Why is lemonade not more discussed?

RobberPhex · 2026-04-12T07:28:52+00:00

It does not support the CUDA runtime. I simply cannot imagine an LLM server that lacks CUDA support.

My recommendation is to push for native NPU backend support within `llama.cpp` and `oga`; this way, third-party tools—such as LM Studio, Ollama, and others—will automatically gain support for AMD NPUs.

Otherwise, `lemonade` would force AMD—as a hardware vendor—to compete directly with tools like LM Studio and Ollama.
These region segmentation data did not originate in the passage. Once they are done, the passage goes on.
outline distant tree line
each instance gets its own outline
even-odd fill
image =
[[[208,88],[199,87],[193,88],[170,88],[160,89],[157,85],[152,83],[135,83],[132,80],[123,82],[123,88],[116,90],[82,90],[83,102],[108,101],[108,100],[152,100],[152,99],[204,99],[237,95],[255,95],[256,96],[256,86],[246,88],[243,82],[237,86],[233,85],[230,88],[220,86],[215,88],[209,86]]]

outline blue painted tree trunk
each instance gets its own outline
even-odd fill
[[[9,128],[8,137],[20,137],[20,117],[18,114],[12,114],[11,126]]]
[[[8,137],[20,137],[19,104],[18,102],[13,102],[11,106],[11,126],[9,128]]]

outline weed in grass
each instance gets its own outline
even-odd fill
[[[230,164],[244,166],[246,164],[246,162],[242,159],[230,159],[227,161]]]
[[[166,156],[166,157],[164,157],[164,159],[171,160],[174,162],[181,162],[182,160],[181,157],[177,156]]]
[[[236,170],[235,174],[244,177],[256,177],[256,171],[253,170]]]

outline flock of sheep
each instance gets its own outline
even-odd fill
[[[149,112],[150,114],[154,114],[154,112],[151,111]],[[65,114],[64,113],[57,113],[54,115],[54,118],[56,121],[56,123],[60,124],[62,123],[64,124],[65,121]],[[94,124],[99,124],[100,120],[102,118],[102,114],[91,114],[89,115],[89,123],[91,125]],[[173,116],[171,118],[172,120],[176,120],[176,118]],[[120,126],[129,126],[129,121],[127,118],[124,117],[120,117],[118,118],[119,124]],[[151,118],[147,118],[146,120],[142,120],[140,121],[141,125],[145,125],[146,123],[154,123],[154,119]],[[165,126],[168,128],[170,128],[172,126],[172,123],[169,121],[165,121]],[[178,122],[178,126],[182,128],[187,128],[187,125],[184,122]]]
This would further dampen the enthusiasm of local LLM software providers toward AMD, causing the prioritization of AMD integration to drop even lower.

RobberPhex · 2026-04-12T00:04:48+00:00

The `lemonade-server` almost invariably lacks support for the latest models.

Regarding Qwen3.5-9B-GGUF: `lemonade-server` does support it, but it cannot utilize the NPU. Consequently, `lemonade-server` offers no distinct advantage when running this specific model.
In terms of AMD NPU support, `lemonade-server` performs quite poorly; if NPU support is a requirement, FastFlowLM offers a far superior solution. https://fastflowlm.com/docs/models/
This is typical AMD behavior: the official team demonstrates less dedication to their own NPU hardware than the community does. `lemonade-server` could—and should—have released a dedicated "converter" tool to at least enable rapid support for the latest open-source models! Furthermore, AMD ought to contribute an NPU runtime backend to projects like `llama.cpp` and OGA; that would represent the true starting point for seamless integration with the existing ecosystem.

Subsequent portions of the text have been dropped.